[Date Prev][Date Next][Thread Prev][Thread Next][Date Index][Thread Index]
Re: [qemu-s390x] [Qemu-devel] [RFC PATCH v2 1/1] s390x/css: unrestrict c
From: |
Halil Pasic |
Subject: |
Re: [qemu-s390x] [Qemu-devel] [RFC PATCH v2 1/1] s390x/css: unrestrict cssids |
Date: |
Wed, 29 Nov 2017 17:30:15 +0100 |
User-agent: |
Mozilla/5.0 (X11; Linux x86_64; rv:52.0) Gecko/20100101 Thunderbird/52.4.0 |
On 11/29/2017 12:47 PM, Cornelia Huck wrote:
> On Wed, 29 Nov 2017 16:17:35 +0800
> Dong Jia Shi <address@hidden> wrote:
>
>> * Halil Pasic <address@hidden> [2017-11-28 14:07:58 +0100]:
>>
>> [...]
>>> The auto-generated bus ids are affected by both changes. We hope to not
>>> encounter any auto-generated bus ids in production as Libvirt is always
>>> explicit about the bus id. Since 8ed179c937 ("s390x/css: catch section
>>> mismatch on load", 2017-05-18) the worst that can happen because the same
>>> device ended up having a different bus id is a cleanly failed migration.

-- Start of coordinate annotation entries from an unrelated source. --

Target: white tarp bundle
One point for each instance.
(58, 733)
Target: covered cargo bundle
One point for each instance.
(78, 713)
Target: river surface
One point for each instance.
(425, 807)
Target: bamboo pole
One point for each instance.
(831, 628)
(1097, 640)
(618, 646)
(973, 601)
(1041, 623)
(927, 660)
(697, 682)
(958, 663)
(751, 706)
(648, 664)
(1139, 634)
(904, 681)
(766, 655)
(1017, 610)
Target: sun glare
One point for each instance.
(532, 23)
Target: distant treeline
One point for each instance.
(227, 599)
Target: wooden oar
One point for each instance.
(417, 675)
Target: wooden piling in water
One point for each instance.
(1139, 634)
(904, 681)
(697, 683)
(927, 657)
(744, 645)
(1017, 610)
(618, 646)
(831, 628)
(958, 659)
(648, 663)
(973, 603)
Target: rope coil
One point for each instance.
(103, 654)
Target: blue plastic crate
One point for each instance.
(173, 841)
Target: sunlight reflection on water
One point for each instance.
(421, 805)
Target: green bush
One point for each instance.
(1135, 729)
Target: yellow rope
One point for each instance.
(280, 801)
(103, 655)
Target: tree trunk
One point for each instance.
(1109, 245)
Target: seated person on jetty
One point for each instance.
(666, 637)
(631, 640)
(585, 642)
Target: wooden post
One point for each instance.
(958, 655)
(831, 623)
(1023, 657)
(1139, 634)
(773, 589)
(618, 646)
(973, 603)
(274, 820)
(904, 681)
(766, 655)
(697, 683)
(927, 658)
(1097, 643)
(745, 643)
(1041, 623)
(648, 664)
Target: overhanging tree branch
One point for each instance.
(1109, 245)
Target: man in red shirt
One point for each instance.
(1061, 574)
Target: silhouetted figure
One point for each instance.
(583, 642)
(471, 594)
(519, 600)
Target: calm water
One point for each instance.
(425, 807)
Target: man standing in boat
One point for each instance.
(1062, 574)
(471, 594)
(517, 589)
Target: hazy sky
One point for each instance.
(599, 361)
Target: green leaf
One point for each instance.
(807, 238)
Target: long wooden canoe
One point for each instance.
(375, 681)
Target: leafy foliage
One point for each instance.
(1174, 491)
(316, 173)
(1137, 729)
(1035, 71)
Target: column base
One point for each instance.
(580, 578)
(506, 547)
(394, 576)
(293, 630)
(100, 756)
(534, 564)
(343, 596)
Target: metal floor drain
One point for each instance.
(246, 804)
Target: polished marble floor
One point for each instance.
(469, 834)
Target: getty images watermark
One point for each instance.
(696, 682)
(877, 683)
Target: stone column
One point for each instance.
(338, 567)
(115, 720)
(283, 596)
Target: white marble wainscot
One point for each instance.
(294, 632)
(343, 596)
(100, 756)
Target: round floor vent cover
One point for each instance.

>>> I find it hard to reason about the impact of changed auto-generated bus
>>> ids on migration for command line users as I don't know which rules is
>>> such an user supposed to follow.
>> For this paragraph, Halil pointed to me a case that he is thinking of.
>> 1. VM configuration with 3 devices:
>> -device virtio (e.g. virtio-blk-ccw,id=disk0)
>> -device vfio-ccw (e.g. id=vfio0)
>> -device virtio (e.g. virtio-rng-ccw,id=rng0)
>> 2. Start the vm.
>> 3. device_del vfio0
>> 4. migrate "exec:gzip -c > /tmp/tmp_vmstate.gz"
>> 5. modify cmd line from step 1 by removing the vfio0 device, and adding:
>> -incoming "exec:gzip -c -d /tmp/tmp_vmstate.gz"
>>
>> Let me list my test results here for everybody's reference.
>>
>> W/o this patch
>> ==============
>>
>> ------------+---------------+-------------
>> | squashing off | squashing on
>> ------------+---------------+-------------
>> auto id | F | F
>> ------------+---------------+-------------
>> explicit id | F | S
>> ------------+---------------+-------------
>>
>> T1. squashing off + auto id
>> qemu-system-s390x: vmstate: get_nullptr expected VMS_NULLPTR_MARKER
>> qemu-system-s390x: Failed to load s390_css:css
>> qemu-system-s390x: error while loading state for instance 0x0 of device
>> 's390_css'
>> qemu-system-s390x: load of migration failed: Invalid argument
>> [Fail due to css mismatch - there is no css 0 in the new vm.]
>>
>> T2. squashing off + explicit given id
>> qemu-system-s390x: vmstate: get_nullptr expected VMS_NULLPTR_MARKER
>> qemu-system-s390x: Failed to load s390_css:css
>> qemu-system-s390x: error while loading state for instance 0x0 of device
>> 's390_css'
>> qemu-system-s390x: load of migration failed: Invalid argument
>> [Fail due to css mismatch - there is no css 0 in the new vm.]
> Hmm... so should we even try to migrate an empty css 0? It only exists
> because we have created a device that we had to detach anyway because
> it was non-migrateable...
>
> [Probably no easy way to deal with this, though.]
>
We could make the thing go away when the last device is gone.
I see a general problem with implicitly generated shared stuff.
Obviously we can't fix the past.
@Dong Jia:
Thanks for doing the experiments and publishing your findings.